Опыт о хлыщах - Иван Панаев 19 стр.


— Чудак ты! чему тут удивляться? — заметил Летищев, посмотрев на него благосклонно. — Ведь я, слава богу, Петербург-то знаю, пожил-таки в нем, познакомился с ним, вот спроси-ка у него (он указал на меня). Я тысяч до ста серебром бросил в его ненасытную пасть: так уж после этого церемониться с ним не могу, прошу извинить… Однако не пора ли нам, господин секретарь? который час?

Он вынул толстые золотые часы на толстой цепочке и произнес:

— Эге-ге! уж около трех… Вот, братец, часы-то рекомендую: этих часов само солнце спрашивается. Посмотри, внутренность-то какая.

Летищев попробовал открыть внутреннюю дощечку.

— Нет, не открываются, черт их возьми! — пробормотал он, — боюсь, еще ноготь сломишь. — И он положил их в карман, прибавив: — за эти часы мне пятьсот рублей серебром давал в Москве Митька Перелезин. Ты знаешь его?.. Ну, секретарь, отправимся путешествовать по магазинам… Сколько комиссий надавали! А пуще всего меня беспокоит это модное тряпье: блонды да гипюры, да шляпки, да эти разные фалбалы. Еще, пожалуй, не угодишь. Впрочем, нет, моя жена не такова… Мы с ней живем душа в душу… вот спроси у него… Это ангел доброты, et c'est une femme distinguee, mais tout a fait distinguee, mon cher. Я уверен, что ты был бы от нее в восторге и полюбил бы ее… Поручила мне, братец, целую библиотеку закупить… Куда это мы все уложим только в Москве, я не знаю: ведь в дормез нам не поместить всего?.. как ты думаешь, юноша?

— Да-с, трудновато будет-с, — отвечал секретарь.

— То-то, братец! Надо будет об этом серьезно подумать.

— Не беспокойтесь, — возразил секретарь, — уж как-нибудь устроим.

— То-то, смотри же…

Летищев отвел меня несколько в сторону и произнес вполголоса, кивая головой на секретаря:

— Un bon enfant, excellent… Я взял его, братец, к себе мальчишкой, нищим. Он и вырос у меня в доме и привязан ко мне и к жене, как собачонка. И ведь какой аккуратный, деловой малый! он у меня заправляет всей моей канцелярией… Ну, до свиданья, мой милый! Я к тебе первому непременно приеду, когда окончу все мои важные визиты; надеюсь и ты заедешь ко мне. Я остановился у Кулона, занимаю два нумера: 22-й и 23-й; ведь одного мне мало по моему сложению. В Москве так я всегда останавливаюсь в «Дрездене» и всегда занимаю 1-й нумер. Там уж так и берегут его для меня: огромная комната, настоящая танцевальная зала; да я, признаться, терпеть не могу маленьких комнат: в них как-то тяжело дышать… Но я заболтался с тобой… Прощай, прощай, до свиданья… Расплатился, юноша?

— Да-с…

— Ну так марш… Au revoir, mon cher, au revoir.

И Летищев вышел из кафе-ресторана с тем же эффектом и шумом, с каким вошел, весь сияя самодовольствием и произведя сильное впечатление на всех присутствовавших.

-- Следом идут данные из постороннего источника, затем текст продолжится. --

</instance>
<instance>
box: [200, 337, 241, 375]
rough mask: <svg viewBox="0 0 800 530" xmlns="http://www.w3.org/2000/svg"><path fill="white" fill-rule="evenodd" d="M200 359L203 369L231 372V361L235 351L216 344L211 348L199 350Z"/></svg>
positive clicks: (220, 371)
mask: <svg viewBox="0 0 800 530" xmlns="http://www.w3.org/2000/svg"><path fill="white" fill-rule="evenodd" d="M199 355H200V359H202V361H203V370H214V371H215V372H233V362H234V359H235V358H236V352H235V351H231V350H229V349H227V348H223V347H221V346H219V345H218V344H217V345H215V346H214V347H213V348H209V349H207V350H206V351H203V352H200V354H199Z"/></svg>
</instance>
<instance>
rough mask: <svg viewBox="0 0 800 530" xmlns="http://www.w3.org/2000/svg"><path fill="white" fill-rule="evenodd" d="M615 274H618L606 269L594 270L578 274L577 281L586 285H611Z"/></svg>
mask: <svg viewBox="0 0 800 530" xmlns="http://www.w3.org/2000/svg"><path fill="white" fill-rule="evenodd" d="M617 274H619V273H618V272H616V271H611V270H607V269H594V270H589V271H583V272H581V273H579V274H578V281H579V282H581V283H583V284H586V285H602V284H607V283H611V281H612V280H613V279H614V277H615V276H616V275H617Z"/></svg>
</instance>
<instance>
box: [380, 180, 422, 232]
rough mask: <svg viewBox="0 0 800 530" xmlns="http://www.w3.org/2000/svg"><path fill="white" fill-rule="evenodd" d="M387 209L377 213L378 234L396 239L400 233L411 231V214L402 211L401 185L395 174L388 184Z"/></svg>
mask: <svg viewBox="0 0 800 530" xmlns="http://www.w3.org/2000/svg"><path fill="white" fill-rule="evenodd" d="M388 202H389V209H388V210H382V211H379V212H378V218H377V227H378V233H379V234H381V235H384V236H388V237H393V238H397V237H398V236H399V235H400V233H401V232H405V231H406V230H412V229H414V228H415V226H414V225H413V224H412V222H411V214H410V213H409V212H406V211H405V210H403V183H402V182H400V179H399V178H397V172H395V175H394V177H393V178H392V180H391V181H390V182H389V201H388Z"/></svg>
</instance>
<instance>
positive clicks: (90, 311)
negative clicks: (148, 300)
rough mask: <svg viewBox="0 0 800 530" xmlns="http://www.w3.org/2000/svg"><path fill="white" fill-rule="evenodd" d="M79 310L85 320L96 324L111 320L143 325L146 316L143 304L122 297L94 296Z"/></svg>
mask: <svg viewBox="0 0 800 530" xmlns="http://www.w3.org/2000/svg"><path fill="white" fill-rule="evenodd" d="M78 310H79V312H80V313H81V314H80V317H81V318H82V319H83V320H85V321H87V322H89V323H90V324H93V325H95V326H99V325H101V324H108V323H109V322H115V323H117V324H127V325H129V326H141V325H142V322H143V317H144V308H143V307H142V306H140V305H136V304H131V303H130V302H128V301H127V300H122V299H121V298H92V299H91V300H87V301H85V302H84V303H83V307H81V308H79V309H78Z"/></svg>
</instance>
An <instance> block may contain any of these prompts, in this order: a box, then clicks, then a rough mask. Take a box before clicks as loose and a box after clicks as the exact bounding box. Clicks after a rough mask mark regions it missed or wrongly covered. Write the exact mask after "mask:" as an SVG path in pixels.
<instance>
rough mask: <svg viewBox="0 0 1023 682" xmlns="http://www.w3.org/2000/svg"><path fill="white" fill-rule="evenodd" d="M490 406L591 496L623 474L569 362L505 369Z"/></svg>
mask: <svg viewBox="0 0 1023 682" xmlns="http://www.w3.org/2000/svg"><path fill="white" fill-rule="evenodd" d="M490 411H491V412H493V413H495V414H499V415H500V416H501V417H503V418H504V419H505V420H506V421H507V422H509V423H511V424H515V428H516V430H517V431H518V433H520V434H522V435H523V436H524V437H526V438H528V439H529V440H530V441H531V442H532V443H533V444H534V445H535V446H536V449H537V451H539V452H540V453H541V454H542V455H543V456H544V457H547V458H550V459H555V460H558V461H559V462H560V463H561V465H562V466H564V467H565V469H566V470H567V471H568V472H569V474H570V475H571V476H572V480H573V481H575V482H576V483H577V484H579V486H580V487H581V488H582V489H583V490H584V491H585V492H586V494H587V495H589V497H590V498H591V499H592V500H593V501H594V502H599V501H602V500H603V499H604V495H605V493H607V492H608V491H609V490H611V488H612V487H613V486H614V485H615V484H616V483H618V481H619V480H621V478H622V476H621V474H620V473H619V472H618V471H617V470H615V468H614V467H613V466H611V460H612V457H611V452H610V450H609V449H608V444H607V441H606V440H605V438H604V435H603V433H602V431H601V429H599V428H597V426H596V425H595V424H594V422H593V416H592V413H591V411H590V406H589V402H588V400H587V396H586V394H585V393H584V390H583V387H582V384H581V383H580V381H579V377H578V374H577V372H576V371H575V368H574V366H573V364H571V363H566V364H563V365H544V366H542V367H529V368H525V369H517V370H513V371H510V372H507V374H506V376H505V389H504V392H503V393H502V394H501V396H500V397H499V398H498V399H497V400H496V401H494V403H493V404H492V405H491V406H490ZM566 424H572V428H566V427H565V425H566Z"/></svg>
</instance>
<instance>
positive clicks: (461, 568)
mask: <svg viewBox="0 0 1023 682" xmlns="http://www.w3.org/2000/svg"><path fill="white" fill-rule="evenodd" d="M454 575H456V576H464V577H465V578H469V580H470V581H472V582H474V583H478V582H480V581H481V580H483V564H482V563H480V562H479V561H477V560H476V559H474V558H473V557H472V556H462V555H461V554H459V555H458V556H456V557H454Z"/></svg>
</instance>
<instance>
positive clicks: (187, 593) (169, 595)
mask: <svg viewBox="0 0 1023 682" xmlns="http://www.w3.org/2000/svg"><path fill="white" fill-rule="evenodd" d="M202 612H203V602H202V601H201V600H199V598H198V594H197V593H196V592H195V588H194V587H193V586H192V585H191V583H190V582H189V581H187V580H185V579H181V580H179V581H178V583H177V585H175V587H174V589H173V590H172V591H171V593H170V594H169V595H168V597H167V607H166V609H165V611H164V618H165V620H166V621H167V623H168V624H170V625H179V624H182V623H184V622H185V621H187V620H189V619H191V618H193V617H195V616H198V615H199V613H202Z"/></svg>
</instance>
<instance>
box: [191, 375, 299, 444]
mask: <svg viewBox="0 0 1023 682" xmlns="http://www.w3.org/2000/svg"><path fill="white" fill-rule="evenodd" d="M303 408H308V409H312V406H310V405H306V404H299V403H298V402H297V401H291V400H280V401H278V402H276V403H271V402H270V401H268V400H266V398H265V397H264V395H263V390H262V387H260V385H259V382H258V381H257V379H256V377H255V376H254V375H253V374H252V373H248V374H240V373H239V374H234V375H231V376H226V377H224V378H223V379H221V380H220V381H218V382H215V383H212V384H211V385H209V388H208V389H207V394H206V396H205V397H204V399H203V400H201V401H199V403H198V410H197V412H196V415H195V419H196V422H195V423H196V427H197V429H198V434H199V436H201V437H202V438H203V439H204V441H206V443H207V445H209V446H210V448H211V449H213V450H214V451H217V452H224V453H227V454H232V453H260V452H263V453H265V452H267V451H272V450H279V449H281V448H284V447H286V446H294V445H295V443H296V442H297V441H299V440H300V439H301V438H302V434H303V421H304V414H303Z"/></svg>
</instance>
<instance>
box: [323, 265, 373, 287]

После того, во время пребывания его в Петербурге, я встречался с ним довольно часто у наших общих знакомых. Он рассказывал нам о различных политических и административных проектах, которые будто бы переданы ему были самими министрами, по секрету; о том, как он разным значительным особам режет, не церемонясь, правду в глаза и как эти особы взяли с него честное слово, чтобы он прямо писал к ним обо всем и не стесняясь ничем; как петербургские князья и графы, его старые приятели и товарищи, обрадовались его приезду; как один из них, еще бывший при нем в полку юнкером, объявил ему, что назначен полковым командиром того же самого полка, и как он отвечал ему на это: "Полно, Миша, полно!! Врешь, братец, ни за что не поверю. Что ты мне этакую фанаберию несешь? За кого ты, голубчик, меня принимаешь?" И как потом, удостоверясь в этом, он обнял его, поцеловал и сказал: "Ну, Мишук, от души поздравляю тебя; но признаюсь откровенно, что после этого нет в мире чудес, которым бы я не поверил!" Мне особенно памятна длинная речь, произнесенная однажды Летищевым, когда при нем зашли толки о трудности управления имениями и о характере русского крестьянина. Он вдруг прервал разговор двух господ, очень серьезно рассуждавших об этих предметах.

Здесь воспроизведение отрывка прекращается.